須菩提。譬如虛空如。不能益眾生不能損眾生。如是須菩提。菩薩摩訶薩般若波羅蜜。無有增無有損。 『須菩提、譬えば虚空の如は、衆生を益する能わず、衆生を損ずる能わざるが如し。是の如く、須菩提、菩薩摩訶薩の般若波羅蜜は、増有ること無く、損有ること無し』。
須菩提!
譬えば、
『虚空の如』が、
『衆生を益することもなく!』、
『衆生』を、
『損ずることもないように!』、
是のように、
須菩提!
『菩薩摩訶薩』の、
『般若波羅蜜』は、
『菩薩摩訶薩を増、損すること!』が、
『無いのである!』。
世尊。菩薩摩訶薩不學無為般若波羅蜜。得一切種智耶。佛言。如是如是。須菩提。菩薩摩訶薩學是無為般若波羅蜜。當得一切種智。不以二法故。 『世尊、菩薩摩訶薩は、無為の般若波羅蜜を学ばずして、一切種智を得んや』。仏の言わく、『是の如し、是の如し、須菩提、菩薩摩訶薩は、是の無為の般若波羅蜜を学べば、当に一切種智を得べし。二法を以ってせざるが故なり』、と。
世尊!
『菩薩摩訶薩』は、
『無為の般若波羅蜜を学ばなくても!』、
『一切種智』を、
『得られるでしょうか?』。
『仏』は、こう言われた、――
その通りだ!
その通りだ!
須菩提!
『菩薩摩訶薩』は、
是の、
『般若波羅蜜を学べば!』、
『一切種智』を、
『得ることになる!』のは、
『般若波羅蜜』中には、
『二法』を、
『用いないからである!』。
世尊。

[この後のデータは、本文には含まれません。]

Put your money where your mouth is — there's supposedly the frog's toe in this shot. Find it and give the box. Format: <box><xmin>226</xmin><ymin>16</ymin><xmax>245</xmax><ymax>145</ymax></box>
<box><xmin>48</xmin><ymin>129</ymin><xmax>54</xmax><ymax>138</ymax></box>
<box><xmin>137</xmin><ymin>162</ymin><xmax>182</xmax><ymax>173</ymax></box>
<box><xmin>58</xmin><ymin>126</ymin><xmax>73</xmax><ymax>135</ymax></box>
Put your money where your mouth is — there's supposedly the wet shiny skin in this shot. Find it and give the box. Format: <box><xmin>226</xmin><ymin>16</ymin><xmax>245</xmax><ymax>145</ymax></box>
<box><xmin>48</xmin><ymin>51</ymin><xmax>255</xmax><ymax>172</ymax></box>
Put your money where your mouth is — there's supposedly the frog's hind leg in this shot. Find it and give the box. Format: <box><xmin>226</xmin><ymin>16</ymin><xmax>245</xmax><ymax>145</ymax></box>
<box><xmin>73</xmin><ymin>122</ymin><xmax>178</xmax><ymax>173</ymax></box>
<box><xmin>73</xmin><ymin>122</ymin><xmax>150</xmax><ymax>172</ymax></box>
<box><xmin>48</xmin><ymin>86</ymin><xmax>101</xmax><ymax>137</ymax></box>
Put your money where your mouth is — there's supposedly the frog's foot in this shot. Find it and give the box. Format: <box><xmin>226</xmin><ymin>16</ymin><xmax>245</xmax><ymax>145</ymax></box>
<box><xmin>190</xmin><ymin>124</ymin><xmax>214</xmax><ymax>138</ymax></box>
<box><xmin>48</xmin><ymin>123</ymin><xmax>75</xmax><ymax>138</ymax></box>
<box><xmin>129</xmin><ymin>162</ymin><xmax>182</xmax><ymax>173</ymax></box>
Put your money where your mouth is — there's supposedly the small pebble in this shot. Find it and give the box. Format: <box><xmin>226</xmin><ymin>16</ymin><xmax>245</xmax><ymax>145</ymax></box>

不二法能得不二法耶。佛言不也。須菩提言。二法能得不二法耶。佛言不也。 『世尊、不二の法は、能く不二の法を得や』。仏の言わく、『不なり』、と。須菩提の言わく、『二法は、能く不二の法を得や』、と。仏の言わく、『不なり』、と。
世尊!
『不二の法』は、
『不二の法』を、
『得ることができるのですか?』。
『仏』は、こう言われた、――
『そうではない!』、と。
『須菩提』は、こう言った、――
『二法』は、
『不二の法』を、
『得ることができるのですか?』、と。
『仏』は、こう言われた、――
『そうではない!』、と。
須菩提言。世尊。菩薩摩訶薩若不以二法亦不以不二法。云何當得一切種智。須菩提。無所得即是得。以是得無所得 須菩提の言わく、『世尊、菩薩摩訶薩は、若し二法を以ってせず、亦た不二の法を以ってせざれば、云何が、当に一切種智を得べき』。『須菩提、無所得は、即ち是れ得なれば、是を以って、無所得を得るなり』、と。
『須菩提』は、こう言った、――
世尊!
『菩薩摩訶薩』が、
若し、
『二法を用いても、不二法を用いても!』、
『不二法』を、
『得られなければ!』、
何故、
『一切種智』を、
『得られるのですか?』、と。
――
須菩提!
『無所得とは( being unobtainable )!』、
即ち、
『得であり( that is obtainable )!』、
是の故に、
『無所得( that which is unobtainable )を!』、
『得るのである( to obtain )!』。